The Bottom chunk is the final chunk before the end of the heap and unpaged memory. This chunk is treated as a special case in most heap implementations , and Solaris is no exception. The Bottom chunk is almost always free if present, and therefore even if its header is corrupted it will never actually be freed. An alternative is necessary if you are unfortunate enough to be able to corrupt only the bottom chunk.

The following code can be found within _malloc_unlocked :

 /* if found none fitted in the tree */      if (!sp) {           if (Bottom && size <= SIZE(Bottom)) {                sp = Bottom;          .....          /* if the leftover is enough for a new free piece */      if ((n = (SIZE(sp) - size)) >= MINSIZE + WORDSIZE) {           n -= WORDSIZE;           SIZE(sp) = size;           tp = NEXT(sp);           SIZE(tp) = nBIT0;           realfree(DATA(tp));

In this case, if the size of the Bottom chunk were overwritten with a negative size, realfree() could be caused to be called on user -controlled data at an offset into the Bottom chunk.

In the code sample above, sp points at the Bottom chunk with a corrupted size. A portion of the Bottom chunk will be taken for the new memory allocation, and the new chunk tp will have its size set to n . The variable n in this case is the corrupted negative size, minus the size of the new allocation and WORDSIZE . Realfree() is then called on the newly constructed chunk, tp , which has a negative size. At this point the methodology mentioned previously using t_delete() will work well.

Small Chunk Corruption

The minimum size for a true malloc chunk is the 48 bytes necessary to store the TREE structure (this includes the size header). Rather than rounding all small malloc requests up to this rather large size, the Solaris heap implementation has an alternative way of dealing with small chunks . Any malloc() request for a size less than 40 bytes results in different processing than requests for larger sizes. This is implemented by the function _smalloc within malloc.c . Requests that round up in size to 8, 16, 24, or 32 bytes are handled by this code.

The function _smalloc allocates an array of same- sized memory blocks to fill small malloc requests. These blocks are arranged in a linked list, and when an allocation request is made for an appropriate size the head of the linked list is returned. When a small chunk is freed, it doesn't go through normal processing but simply is put back into the right linked list at its head. Libc maintains a static buffer containing the heads of the linked lists. Since these memory chunks do not go through normal processing, certain alternatives are needed to deal with overflows that occur in them.

The structure of a small malloc chunk is shown in Table 10.10.

Table 10.10: Structure of a Small malloc Chunk
WORD size (8 bytes)	WORD next (8 bytes)	User data (8, 16, 24 or 32 bytes large)

Because small chunks are differentiated from large chunks solely by their size field, it is possible to overwrite the size field of a small malloc chunk with a large or negative size.
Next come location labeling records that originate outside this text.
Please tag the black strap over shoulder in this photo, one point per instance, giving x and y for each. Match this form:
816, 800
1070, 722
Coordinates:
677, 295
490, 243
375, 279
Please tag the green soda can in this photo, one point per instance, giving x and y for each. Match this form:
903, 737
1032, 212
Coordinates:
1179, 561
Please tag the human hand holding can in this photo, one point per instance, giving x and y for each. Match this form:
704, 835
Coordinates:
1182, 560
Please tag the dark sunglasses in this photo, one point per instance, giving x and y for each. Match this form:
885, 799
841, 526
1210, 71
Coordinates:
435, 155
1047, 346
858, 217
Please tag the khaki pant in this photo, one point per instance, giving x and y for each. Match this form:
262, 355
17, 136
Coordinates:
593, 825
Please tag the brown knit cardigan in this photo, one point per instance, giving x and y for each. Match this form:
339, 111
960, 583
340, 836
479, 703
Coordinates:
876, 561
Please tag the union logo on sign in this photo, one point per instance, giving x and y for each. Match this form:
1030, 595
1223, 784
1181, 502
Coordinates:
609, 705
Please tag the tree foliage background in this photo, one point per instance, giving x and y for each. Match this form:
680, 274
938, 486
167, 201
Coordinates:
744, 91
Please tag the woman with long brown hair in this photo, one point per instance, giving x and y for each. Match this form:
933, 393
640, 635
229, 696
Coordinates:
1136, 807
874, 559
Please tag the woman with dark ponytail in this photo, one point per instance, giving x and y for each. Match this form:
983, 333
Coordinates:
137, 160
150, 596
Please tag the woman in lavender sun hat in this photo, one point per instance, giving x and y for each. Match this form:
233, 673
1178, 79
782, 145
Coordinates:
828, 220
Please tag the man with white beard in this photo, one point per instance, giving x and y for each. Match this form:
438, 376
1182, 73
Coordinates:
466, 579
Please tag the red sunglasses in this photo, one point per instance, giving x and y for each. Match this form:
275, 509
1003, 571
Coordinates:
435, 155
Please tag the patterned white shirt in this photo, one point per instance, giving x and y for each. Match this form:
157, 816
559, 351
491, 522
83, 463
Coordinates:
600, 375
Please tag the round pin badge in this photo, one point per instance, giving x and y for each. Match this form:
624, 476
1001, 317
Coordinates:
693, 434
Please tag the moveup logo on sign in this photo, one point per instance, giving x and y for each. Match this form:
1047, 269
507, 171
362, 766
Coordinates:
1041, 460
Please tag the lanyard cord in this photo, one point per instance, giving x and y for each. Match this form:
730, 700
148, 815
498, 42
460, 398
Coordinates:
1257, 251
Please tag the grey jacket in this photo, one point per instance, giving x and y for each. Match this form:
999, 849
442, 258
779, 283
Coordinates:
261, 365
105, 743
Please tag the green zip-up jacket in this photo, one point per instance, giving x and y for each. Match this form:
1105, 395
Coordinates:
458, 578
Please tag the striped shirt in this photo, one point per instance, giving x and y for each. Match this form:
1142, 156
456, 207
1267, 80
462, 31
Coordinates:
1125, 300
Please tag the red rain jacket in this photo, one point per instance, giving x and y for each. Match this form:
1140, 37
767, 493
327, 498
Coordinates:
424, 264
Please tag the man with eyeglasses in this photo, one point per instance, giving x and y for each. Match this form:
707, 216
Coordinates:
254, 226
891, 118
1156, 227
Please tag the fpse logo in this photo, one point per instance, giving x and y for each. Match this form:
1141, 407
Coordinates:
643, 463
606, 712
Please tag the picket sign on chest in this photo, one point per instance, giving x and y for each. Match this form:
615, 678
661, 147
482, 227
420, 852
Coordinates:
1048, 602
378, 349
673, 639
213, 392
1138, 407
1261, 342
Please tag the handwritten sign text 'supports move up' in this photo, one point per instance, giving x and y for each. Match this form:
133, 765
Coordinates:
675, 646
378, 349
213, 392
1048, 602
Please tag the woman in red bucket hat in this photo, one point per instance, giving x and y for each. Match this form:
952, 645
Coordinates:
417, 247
This would result in it going through normal chunk processing when it is freed and allowing for standard heap exploitation methods .

The linked-list nature of the small malloc chunks allows for another interesting exploit mechanism. In some situations, it is not possible to corrupt nearby chunk headers with attacker-controlled data. Personal experience has shown that this situation is not completely uncommon, and often occurs when the data that overwrites the chunk header is an arbitrary string or some other uncontrollable data. If it is possible to overwrite other portions of the heap with attacker-defined data, however, it is often possible to write into the small malloc chunk linked lists. By overwriting the next pointer in this linked list, it is possible to make malloc() return an arbitrary pointer anywhere in memory. Whatever program data is written to pointer returned from malloc() will then corrupt the address you have specified. This can be used to achieve an overwrite of more than four bytes via a heap overflow, and can make some otherwise tricky overflows exploitable.